Once he’s mapped his course, however, Mattei knows what is required to give a convincing portrayal onstage. Mostly, the elements are obvious: emotionally expressive singing, carefully considered body language that reveals the character’s thoughts even when silent, and realistic reactions to the surrounding action. But none of this is possible until the singer’s first priority—the music—has been mastered. “At first, 95 percent of your effort is to get the music right, and you only have five percent for the acting,” Mattei says. “But over time, slowly, the music comes easier and easier, and you can let the acting in. Once you really know the music, you can think around it, against it—you can act, juggle, do a lot of things, and the music will just float out without thinking.”
In the case of Wozzeck, mastering Berg’s brilliant but thorny music is a particularly tall task. But it is precisely the opera’s difficult, sometimes disorienting nature that makes it great. “If this were a sunny story, and Wozzeck were having fun, this music would not be so good,” Mattei says. “But it is a horrible story, and very realistic, and the music is absolutely spot on. If you hear just one bar of it, you know what the opera is about.” But he emphasizes how important the details are, and how precisely everything must be executed for it to work. “Every little strange, horrible sound is full of nuance and expression. When you sing it right, and you and the orchestra are exactly in tempo, it’s like a precision watch—but it’s very hard.”
Mattei mentions the particular challenge of the relationship between the singers and the orchestra. “The themes themselves can be very melodic, but the orchestra is always a half-tone down or a half-tone up, and there’s always a dissonance in the chords” he says. “There’s a tension that reflects the pain and suffering of the characters.”

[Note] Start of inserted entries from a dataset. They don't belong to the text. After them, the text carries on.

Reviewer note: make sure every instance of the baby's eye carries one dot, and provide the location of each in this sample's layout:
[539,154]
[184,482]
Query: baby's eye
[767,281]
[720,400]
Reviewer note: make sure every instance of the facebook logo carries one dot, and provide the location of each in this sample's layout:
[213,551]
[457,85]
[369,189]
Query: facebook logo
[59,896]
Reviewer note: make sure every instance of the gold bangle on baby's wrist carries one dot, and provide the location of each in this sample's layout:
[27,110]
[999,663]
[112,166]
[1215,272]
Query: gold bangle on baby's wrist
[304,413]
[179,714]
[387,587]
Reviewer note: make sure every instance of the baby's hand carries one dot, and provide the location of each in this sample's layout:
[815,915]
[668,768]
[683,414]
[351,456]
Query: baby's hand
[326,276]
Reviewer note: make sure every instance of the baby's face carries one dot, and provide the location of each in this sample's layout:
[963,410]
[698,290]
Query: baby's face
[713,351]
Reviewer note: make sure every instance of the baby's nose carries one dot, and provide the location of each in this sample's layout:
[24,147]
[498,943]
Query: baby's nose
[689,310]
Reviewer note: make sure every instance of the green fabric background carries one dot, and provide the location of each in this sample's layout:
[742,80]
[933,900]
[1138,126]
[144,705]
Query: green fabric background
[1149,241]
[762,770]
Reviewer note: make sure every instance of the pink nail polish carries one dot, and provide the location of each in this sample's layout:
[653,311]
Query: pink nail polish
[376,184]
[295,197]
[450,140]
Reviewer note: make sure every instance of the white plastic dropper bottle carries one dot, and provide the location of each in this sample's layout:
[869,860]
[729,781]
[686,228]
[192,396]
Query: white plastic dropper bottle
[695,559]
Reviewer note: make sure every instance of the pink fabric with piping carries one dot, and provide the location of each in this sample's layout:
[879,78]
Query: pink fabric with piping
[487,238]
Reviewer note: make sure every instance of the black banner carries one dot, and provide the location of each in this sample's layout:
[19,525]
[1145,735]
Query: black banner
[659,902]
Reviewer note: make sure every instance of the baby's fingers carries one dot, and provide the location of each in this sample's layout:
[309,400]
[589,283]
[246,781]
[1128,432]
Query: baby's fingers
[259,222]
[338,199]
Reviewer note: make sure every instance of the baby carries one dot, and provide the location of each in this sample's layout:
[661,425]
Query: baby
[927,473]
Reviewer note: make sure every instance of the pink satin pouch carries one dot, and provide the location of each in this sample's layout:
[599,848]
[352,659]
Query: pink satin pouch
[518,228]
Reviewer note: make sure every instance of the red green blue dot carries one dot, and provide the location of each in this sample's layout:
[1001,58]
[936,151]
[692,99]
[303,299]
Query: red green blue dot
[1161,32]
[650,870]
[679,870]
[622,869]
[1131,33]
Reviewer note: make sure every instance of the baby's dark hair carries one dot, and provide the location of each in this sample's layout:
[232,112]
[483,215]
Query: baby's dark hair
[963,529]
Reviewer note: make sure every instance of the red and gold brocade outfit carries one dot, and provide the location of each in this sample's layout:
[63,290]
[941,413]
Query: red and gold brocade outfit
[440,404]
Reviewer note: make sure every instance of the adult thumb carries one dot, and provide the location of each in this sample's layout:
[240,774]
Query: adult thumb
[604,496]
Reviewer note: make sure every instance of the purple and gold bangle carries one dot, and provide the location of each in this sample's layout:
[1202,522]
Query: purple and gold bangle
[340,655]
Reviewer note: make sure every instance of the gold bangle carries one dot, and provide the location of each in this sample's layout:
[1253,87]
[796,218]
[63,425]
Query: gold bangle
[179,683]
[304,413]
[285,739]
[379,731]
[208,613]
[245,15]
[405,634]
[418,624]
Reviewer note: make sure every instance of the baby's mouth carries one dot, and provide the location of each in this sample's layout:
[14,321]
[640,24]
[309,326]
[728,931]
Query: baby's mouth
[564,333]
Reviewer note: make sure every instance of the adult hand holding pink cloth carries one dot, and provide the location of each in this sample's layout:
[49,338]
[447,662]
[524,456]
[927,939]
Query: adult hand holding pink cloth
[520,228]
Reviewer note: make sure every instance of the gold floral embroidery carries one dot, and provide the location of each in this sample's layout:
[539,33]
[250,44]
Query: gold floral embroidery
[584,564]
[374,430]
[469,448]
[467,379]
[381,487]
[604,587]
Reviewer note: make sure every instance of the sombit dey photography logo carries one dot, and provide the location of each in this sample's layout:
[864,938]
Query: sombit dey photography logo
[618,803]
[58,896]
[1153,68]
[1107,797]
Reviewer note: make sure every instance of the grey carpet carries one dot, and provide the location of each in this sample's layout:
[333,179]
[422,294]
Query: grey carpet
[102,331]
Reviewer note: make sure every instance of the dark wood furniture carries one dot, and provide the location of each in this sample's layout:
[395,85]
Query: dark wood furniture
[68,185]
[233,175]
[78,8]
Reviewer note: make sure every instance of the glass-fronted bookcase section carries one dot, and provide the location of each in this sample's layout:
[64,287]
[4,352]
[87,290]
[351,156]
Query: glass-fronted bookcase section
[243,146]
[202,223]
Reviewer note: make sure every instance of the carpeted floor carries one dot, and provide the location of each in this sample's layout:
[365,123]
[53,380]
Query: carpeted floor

Ultimately, that tension, that pain and suffering, are the point. Wozzeck is based on a true story of a 19th-century German soldier who, in a fit of jealousy, stabbed the woman with whom he was living to death. The episode drew breathless coverage in newspapers of the time and became an early “true crime” sensation. “At the time, they were very interested in his psyche, and what happens when you end up in this kind of mental state,” Mattei says. “But the opera itself is not a judgmental piece. It doesn’t judge Wozzeck or Marie. It just shows a realistic, tough thing.” And he is committed to using everything in his singing and acting arsenal to help fully realize the opera’s thought-provoking—and disturbing—potential. “If it works, you will feel uncomfortable, and I think that’s the meaning of the piece.”